森下雨村『謎の暗号』

 講談社少年倶楽部文庫の一冊。裏表紙のあらすじ紹介はこんなかんじ。

アメリカ育ち、外国語なら英語、ドイツ語、フランス語なんでもござれの東郷富士夫少年。おじさんの紹介で警視庁外事課の助手となり、玉村課長の片腕として、東京を舞台に暗躍するスパイの陰謀をずばりずばりと解決する。胸のすく推理小説の傑作。

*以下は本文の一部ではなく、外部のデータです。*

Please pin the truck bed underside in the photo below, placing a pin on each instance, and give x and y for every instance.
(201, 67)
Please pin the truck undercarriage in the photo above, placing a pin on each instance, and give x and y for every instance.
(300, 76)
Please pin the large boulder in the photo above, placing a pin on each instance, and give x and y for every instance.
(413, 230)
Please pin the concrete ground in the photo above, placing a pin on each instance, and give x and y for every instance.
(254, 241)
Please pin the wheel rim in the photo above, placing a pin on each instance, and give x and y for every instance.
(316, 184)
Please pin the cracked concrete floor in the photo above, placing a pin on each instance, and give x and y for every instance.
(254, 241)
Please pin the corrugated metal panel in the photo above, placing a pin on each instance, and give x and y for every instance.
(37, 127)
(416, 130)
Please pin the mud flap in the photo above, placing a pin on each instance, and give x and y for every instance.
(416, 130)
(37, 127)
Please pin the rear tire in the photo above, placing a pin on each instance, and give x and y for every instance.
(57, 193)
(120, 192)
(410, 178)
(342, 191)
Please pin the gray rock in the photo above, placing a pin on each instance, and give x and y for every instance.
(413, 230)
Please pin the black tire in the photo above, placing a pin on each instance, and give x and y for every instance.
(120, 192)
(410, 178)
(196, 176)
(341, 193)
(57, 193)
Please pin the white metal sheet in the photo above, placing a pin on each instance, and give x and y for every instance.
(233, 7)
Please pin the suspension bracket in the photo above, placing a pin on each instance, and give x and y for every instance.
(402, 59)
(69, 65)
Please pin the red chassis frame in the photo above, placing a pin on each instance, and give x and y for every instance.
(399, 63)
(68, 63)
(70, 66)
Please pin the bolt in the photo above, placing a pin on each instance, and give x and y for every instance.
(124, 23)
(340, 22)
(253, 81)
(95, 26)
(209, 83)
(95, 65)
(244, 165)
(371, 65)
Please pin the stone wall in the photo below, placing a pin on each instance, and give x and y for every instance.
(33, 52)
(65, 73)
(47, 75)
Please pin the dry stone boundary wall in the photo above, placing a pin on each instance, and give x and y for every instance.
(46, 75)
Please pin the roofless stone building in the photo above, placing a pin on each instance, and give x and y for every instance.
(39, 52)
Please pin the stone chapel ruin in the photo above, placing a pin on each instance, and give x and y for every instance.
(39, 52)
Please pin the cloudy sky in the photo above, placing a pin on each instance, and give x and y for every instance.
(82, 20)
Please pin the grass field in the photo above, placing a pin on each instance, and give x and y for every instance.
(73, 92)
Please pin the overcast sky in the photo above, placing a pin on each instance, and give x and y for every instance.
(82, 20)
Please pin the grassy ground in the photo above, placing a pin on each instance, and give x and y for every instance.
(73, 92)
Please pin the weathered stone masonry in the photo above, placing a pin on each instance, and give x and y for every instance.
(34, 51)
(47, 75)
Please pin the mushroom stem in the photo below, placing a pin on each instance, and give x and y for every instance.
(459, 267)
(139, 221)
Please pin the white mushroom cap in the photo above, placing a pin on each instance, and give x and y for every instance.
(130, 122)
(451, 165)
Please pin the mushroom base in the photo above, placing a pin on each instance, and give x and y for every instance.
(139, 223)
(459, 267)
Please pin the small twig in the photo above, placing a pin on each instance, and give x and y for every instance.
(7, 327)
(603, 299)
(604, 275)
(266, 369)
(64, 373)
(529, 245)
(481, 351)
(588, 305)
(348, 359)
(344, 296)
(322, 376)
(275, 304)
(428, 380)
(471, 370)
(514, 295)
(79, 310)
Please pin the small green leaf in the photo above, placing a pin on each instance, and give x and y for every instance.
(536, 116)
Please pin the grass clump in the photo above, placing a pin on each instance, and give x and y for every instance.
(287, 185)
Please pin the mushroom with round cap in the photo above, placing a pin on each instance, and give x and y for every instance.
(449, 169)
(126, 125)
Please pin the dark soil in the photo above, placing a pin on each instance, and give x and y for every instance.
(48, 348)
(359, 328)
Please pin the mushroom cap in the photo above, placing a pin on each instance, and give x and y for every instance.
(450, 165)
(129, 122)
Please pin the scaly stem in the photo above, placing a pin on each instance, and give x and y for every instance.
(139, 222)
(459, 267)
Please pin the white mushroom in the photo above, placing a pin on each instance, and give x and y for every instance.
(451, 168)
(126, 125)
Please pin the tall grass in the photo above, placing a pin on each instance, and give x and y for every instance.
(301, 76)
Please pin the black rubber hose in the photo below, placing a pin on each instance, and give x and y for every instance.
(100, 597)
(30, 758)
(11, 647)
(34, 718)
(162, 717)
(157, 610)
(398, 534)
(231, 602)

 もともとは昭和8(1933)年1月〜昭和9年2月号まで「少年倶楽部」に連載された作品。作者の森下雨村は雑誌「新青年」の初代編集長で乱歩をデビューさせた人でもあった*1
 で、その目利きがどんな小説を書くのやらと手に取ってみたのだが、全5話のうち、暗号がからんでくるのは最初のふたつくらいで、しかも最初に暗号を提示するのではなく、主人公富士夫が解けたと言ってからどんな暗号なのか提示するという不手際で、現在の時点で読んで面白いかと言われるとかなり疑問。もっとも
 しかしこれまた時代の風物を保存した資料であるというつもりになって読むと、かなり興味深い。
 まず第一に、本作は戦後ではほぼ不可能であろうという設定がなされている。それは善玉の中に特高の刑事がいることで、そりゃ戦前であれば、特高も正義の味方扱いだったのだろうと読んでから思ったが、最初は驚いた。またそこかしこに見られる書きぶりも戦前という時代を感じさせる。書き出しからしてこうだ。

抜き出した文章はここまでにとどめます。